Be smart about using the information gathered in a background check.
To avoid lawsuits, make sure that you apply the same standards to all of your applicants. If you don’t reject applicants of one ethnicity with certain financial histories or criminal records, you cannot reject other applicants of a different ethnicity because of those same histories. Be careful when you base a hiring decision on background information that could be more common among individuals of a certain ethnicity, origin, sex, religion, or age.
You are responsible for keeping and disposing background information.
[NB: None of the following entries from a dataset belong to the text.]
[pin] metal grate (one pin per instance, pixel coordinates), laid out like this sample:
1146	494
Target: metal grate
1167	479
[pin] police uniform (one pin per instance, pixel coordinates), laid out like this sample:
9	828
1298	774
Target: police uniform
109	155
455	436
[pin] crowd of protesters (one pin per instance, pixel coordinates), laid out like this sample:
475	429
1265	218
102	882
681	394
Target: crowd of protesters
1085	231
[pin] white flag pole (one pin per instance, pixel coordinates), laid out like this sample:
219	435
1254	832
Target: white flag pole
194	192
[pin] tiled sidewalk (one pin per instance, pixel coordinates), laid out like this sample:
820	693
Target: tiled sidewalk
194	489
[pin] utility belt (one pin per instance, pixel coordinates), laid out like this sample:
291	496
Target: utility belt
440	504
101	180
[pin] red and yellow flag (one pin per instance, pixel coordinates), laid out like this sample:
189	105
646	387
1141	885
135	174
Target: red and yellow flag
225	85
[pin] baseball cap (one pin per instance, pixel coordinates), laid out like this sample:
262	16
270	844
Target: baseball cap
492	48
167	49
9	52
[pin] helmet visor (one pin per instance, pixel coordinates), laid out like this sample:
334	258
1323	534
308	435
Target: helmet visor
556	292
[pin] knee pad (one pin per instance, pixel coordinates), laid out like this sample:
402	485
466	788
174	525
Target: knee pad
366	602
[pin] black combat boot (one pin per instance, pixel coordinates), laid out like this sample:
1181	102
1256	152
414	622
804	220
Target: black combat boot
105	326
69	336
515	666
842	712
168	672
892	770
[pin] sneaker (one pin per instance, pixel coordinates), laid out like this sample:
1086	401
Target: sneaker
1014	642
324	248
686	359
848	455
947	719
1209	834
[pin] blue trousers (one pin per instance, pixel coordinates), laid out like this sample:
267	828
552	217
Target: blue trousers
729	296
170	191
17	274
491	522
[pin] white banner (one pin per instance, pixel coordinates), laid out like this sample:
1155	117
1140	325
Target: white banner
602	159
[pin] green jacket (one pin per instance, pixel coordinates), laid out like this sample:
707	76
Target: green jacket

After a background check is performed, all personnel or employment records must be preserved for one year after records were made or after a personnel action was taken, whichever comes later. In the event that an employee files a charge of discrimination, you must maintain records until the case is resolved. Once you have satisfied requirements for notification and recordkeeping, you can dispose of background reports but you must do so securely. You can’t just toss them out with the trash—they must be shredded, burned, or pulverized to the point that they cannot be read or reconstructed.
Is it worth the hassle?
So, considering the costs of third-party services, all the notification and legal requirements, and the additional time it takes to review reports—is it worth it? Depending on your business, a background check may be more necessary than just worth it. For example, if you are hiring for care of minors or the elderly or need individuals to be responsible for property, a background check could prevent against personal or financial harm. When employee duties involve handling cash, providing financial services, entering homes, or providing medical care, a screening of candidates is critical to reduce and additional liabilities for failing to perform “due diligence” in hiring.
Are there cheaper alternatives to background checks?
In some cases, you may not need the full background check. You could choose candidates based on referrals from reliable sources like friends or colleagues rather than an online post without any vetting. There are also non-profit workforce development firms that help the long-term unemployed and screen candidates in advance. If you are a small business owner with a limited budget looking for casual employees, you may not need to invest in third-party background checks.